8. Noodstop van Transformatie
Een lopende transformatie moet onmiddellijk worden gestopt als een van de volgende omstandigheden wordt waargenomen:
(1) Abnormaal of significant verhoogd intern geluid; (2) Ernstige schade en ontlading aan de bushings; (3) Rook, brand of oliënspuiting van de transformatie; (4) De transformatie heeft een fout, maar het beveiligingsapparaat werkt niet of werkt incorrect; (5) Brand of explosie in de buurt vormt een ernstig gevaar voor de transformatie.
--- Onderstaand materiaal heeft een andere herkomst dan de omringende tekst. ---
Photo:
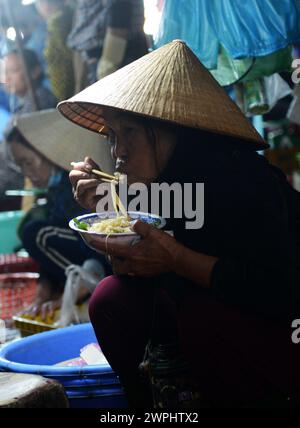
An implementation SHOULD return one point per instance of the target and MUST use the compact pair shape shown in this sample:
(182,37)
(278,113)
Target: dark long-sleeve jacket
(250,225)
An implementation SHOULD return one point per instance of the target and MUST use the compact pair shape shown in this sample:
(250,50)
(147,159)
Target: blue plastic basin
(89,386)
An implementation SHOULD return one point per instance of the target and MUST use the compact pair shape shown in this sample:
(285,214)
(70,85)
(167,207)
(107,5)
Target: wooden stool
(30,391)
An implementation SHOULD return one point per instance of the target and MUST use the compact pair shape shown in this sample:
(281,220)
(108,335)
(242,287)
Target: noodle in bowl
(107,227)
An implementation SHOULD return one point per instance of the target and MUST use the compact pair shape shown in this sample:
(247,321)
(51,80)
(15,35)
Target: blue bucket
(88,386)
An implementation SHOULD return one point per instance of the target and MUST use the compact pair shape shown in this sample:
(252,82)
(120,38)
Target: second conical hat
(168,84)
(60,142)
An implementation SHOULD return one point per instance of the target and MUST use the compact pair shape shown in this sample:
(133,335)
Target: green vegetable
(80,224)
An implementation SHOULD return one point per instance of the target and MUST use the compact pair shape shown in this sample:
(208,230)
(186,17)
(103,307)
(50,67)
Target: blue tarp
(246,28)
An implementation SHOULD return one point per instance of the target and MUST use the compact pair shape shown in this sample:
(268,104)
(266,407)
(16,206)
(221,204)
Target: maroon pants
(236,357)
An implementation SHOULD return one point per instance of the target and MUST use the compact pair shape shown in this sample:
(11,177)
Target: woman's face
(140,153)
(34,166)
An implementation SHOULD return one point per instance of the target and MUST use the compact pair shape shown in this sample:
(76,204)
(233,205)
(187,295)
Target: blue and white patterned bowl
(100,242)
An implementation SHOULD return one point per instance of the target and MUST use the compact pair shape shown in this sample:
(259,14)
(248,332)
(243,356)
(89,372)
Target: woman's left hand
(155,254)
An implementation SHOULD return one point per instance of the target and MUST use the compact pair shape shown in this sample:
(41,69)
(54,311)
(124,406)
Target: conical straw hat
(60,142)
(169,84)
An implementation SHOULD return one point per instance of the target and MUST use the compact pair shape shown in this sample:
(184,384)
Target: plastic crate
(17,291)
(12,263)
(28,326)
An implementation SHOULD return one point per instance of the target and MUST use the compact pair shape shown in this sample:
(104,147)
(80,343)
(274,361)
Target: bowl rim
(73,226)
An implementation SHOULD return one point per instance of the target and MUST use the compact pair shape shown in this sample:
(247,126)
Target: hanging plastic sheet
(187,20)
(249,28)
(230,71)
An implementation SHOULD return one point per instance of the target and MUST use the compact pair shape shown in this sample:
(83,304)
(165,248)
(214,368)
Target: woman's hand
(84,185)
(159,253)
(155,254)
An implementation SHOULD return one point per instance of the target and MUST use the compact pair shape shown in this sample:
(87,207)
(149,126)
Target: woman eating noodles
(227,291)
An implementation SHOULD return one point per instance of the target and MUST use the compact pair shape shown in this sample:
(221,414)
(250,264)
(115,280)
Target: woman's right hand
(84,185)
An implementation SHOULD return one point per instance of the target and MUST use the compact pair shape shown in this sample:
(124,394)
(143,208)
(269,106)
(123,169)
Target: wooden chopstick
(104,174)
(108,177)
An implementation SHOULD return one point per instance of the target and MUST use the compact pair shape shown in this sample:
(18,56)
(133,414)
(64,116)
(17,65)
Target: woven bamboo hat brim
(60,142)
(169,84)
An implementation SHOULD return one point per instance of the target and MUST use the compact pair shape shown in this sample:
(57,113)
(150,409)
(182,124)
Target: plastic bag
(276,88)
(89,276)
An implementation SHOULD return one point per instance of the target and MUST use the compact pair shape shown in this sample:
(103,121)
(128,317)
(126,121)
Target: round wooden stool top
(30,391)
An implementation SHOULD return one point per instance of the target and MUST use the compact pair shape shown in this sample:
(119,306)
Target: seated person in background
(59,57)
(16,83)
(109,32)
(43,144)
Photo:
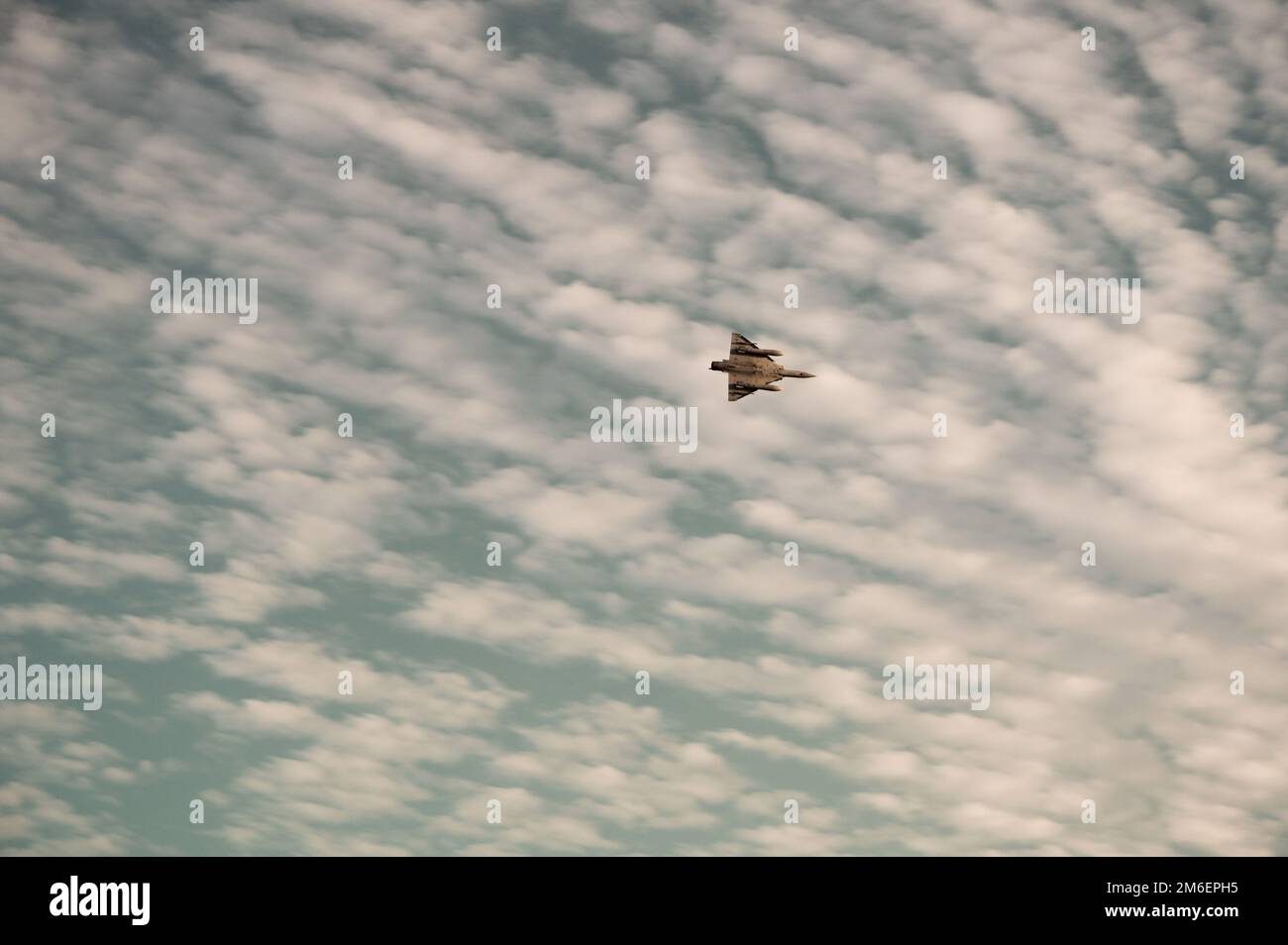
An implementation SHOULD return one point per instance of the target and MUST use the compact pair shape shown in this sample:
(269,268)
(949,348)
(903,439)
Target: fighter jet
(752,368)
Bij brand van de transformatie, ontkoppel onmiddellijk de stroom, stop ventilatoren en oliepompen, roep onmiddellijk brandweerpersoneel op en activeer brandblusapparatuur. Als de brand veroorzaakt wordt door insulatie-olie die overloopt en op het bovenste deksel brandt, open de onderste afvoerklep om olie te laten wegvloeien tot een passend niveau om overloop te stoppen, waarmee voorkomen wordt dat het oliniveau onder het deksel daalt en interne brand ontstaat. Als de brand veroorzaakt wordt door een interne fout, mag er geen olie worden afgetapt, om te voorkomen dat lucht binnendringt en een explosieve mengeling vormt die een zware explosie kan veroorzaken.
Samengevat, bij het optreden van een transformatiefout, zijn nauwkeurig oordeel en juiste behandeling essentieel—om de foutuitbreiding te voorkomen terwijl onnodige stilleggingen worden vermeden. Dit vereist verbeterde diagnostische capaciteit en opgedane operationele ervaring om transformatiefouten correct te identificeren en tijdig te handelen, waardoor de uitbreiding van ongelukken wordt voorkomen.
Factoren die abnormaal transformatiegeluid veroorzaken, zijn talrijk en de locaties van de fouten verschillen. Alleen door continue ervaring op te bouwen, kunnen accurate oordelen worden gemaakt.